I watched the Ac Milan-Barcelona game on Wednesday night,
and Barcelona didn’t exactly cover themselves in glory. Slow, predictable
passing, poor decision-making, defensive frailty-all there, present and
correct. Even Messi, usually so explosive, didn’t seem to be there in spirit. The
whole team, it seemed, were just going through the motions, always taking the
simple risk-free five-yard pass without any incisiveness, or any desire to be
incisive, any attempts to beat a man or power past an opponent, scared of being
dispossessed or hurt by the admittedly impressive Italians.
Except for one man. One proud, defiant man, who for 90
minutes before his enforced substitution put everything on the line for his
team, one man who can look back on the game from a Barcelona perspective and
not be disappointed in himself. Carles Puyol.
One image from the game really epitomises why I love Puyol so much. It was the 84th minute, his team-mates looking like
they’d already resigned themselves to pegging back the 2-0 deficit at the Camp
Nou, when Xavi swung in a corner and Puyol, bloodied bandage flying off his
head, leapt to meet it. You could hear the thud as the ball hit his head on the
spot where it had been stapled back together twenty minutes previously, a
visceral summation of Puyol’s style, his hair flying everywhere as he put all
his power into the header. It was amazing, pure physical effort imposing itself
on what had until now been an entirely turgid performance.
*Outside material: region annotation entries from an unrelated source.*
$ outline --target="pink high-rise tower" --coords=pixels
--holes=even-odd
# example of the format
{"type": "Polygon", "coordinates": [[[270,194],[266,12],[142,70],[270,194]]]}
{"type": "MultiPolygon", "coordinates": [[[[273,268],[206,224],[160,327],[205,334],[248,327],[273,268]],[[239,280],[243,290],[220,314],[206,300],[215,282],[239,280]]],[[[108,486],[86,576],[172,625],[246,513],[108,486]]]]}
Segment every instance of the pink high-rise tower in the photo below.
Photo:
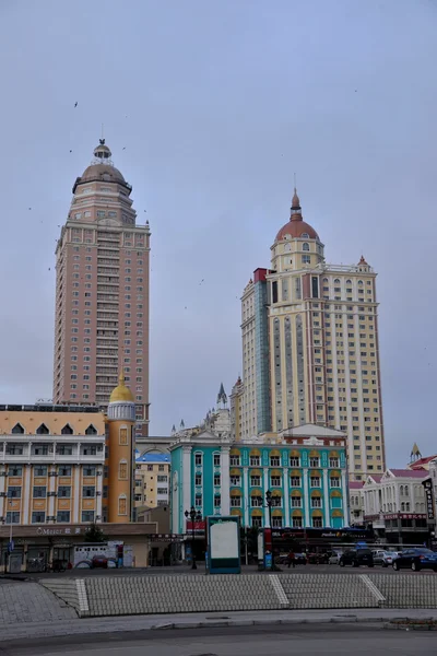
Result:
{"type": "Polygon", "coordinates": [[[101,139],[56,249],[54,402],[106,407],[123,367],[146,436],[151,233],[131,190],[101,139]]]}

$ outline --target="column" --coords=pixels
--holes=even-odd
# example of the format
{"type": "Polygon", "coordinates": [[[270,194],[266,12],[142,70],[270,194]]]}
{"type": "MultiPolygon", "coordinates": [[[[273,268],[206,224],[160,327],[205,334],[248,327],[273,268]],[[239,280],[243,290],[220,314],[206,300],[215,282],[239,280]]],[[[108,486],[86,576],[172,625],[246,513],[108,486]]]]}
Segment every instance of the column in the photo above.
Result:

In a team that, Wednesday excepted, are usually so clinical,
anaesthetising, hypnotising teams with a thousand passes until the operation is
completed with surgical precision by Messi, Puyol is like a punch to the face;
not elegant, not beautiful, but knocking the opposition out all the same. In a
team full of intricate passers with quick feet and quicker brains, Puyol looks
like he’d be more comfortable hoofing the ball up to a big man up top; he’s a
British player in a Spanish team and he knows it. The other players of
Barcelona look calm and assured on the ball; Puyol looks terrified every time
it comes near him, and he tries to send it back from whence it came as quickly
and frenetically as he can. Not that he can’t play, his record speaks for itself-18
major titles won in 14 years of first-team football- but he knows his
limitations and plays to his immense strength, using his heart as well as his
head.
He’s a tyrannosaurus rex hunting with a pack of velociraptors,
and it’s so endearing. In a team full of clones, small dark-haired Spaniards
relentlessly passing the ball to each other, he is the one who stands out, his
leonine hair flying free as he leaps into another full-contact header. He makes
Barca, and Spain, less boring, not least because when you watch him you feel
like Jamie Carragher has put on a wig and snuck his way onto the pitch. Who can
forget that header against Germany, world-cup semi-final, 2010, winning goal
from a corner as his team looked to be running out of ideas, a thumping
reminder that brawn has its place alongside brain. That is Puyol, a
meshing of physical strength with a great understanding of the game, a player
who’ll never accept defeat and, in a Barcelona team that seems to be finding
the going hard, a reminder of the power that sheer determination can have.